"No names were mentioned by COO Jeff Harmening, but it looks like Danone's in there taking share and taking no prisoners. And it could get even worse now that the French powerhouse has acquired WhiteWave," Cramer said.
Cramer wondered when the supermarket pressure would trickle down to consumer packaged goods stocks. They have rallied so much in the past few years that their dividend yields now look unimpressive.
The decline of Campbell Soup following its last quarter startled Cramer. It was one of the best performers in the group, but has fallen nearly 16 percent in the past two months. That is a large decline for a food play.
Both Campbell Soup and General Mills moved aggressively into the natural and organic space in search of growth. However, private label companies like TreeHouse also entered the space with cheaper, store brand merchandise.
"The consumer has gotten even more frugal, while the supermarkets are trying to make as much as they can by pitting their suppliers against each other, and there has been unprecedented food price deflation," Cramer said.

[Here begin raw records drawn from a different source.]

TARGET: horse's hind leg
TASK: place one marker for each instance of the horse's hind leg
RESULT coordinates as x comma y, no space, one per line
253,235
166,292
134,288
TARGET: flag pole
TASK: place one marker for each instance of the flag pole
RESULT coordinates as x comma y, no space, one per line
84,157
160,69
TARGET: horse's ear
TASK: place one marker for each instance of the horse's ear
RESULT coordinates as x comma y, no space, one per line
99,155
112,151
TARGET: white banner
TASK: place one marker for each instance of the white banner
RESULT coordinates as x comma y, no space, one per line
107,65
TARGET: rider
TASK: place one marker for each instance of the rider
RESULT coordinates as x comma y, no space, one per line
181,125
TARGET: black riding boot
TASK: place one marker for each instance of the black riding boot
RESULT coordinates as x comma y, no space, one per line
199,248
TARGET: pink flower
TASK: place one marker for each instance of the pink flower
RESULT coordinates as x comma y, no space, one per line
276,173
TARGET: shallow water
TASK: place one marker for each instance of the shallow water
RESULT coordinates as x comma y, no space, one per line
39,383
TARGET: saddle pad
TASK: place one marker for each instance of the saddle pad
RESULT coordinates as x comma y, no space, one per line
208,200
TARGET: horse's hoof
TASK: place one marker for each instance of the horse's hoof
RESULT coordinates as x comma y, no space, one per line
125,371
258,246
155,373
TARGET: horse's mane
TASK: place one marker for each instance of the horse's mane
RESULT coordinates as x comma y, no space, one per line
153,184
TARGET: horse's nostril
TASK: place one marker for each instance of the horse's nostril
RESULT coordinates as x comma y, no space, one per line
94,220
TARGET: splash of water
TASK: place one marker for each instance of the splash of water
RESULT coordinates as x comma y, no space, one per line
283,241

Meanwhile, Amazon is beating everyone in the non-produce category, and is desperately trying to move into the same-day produce delivery business.
"The deflation in food is the black hole that investors are just waking up to," Cramer said.
For those investors that own stocks like Kellogg, ConAgra, Church & Dwight, Kimberly-Clark or Clorox, Cramer says to keep one finger on the trigger.
Only when the stocks in this group fall enough to have more support from their yields will Cramer consider it safe to circle back to what he considers the most treacherous group in the stock market.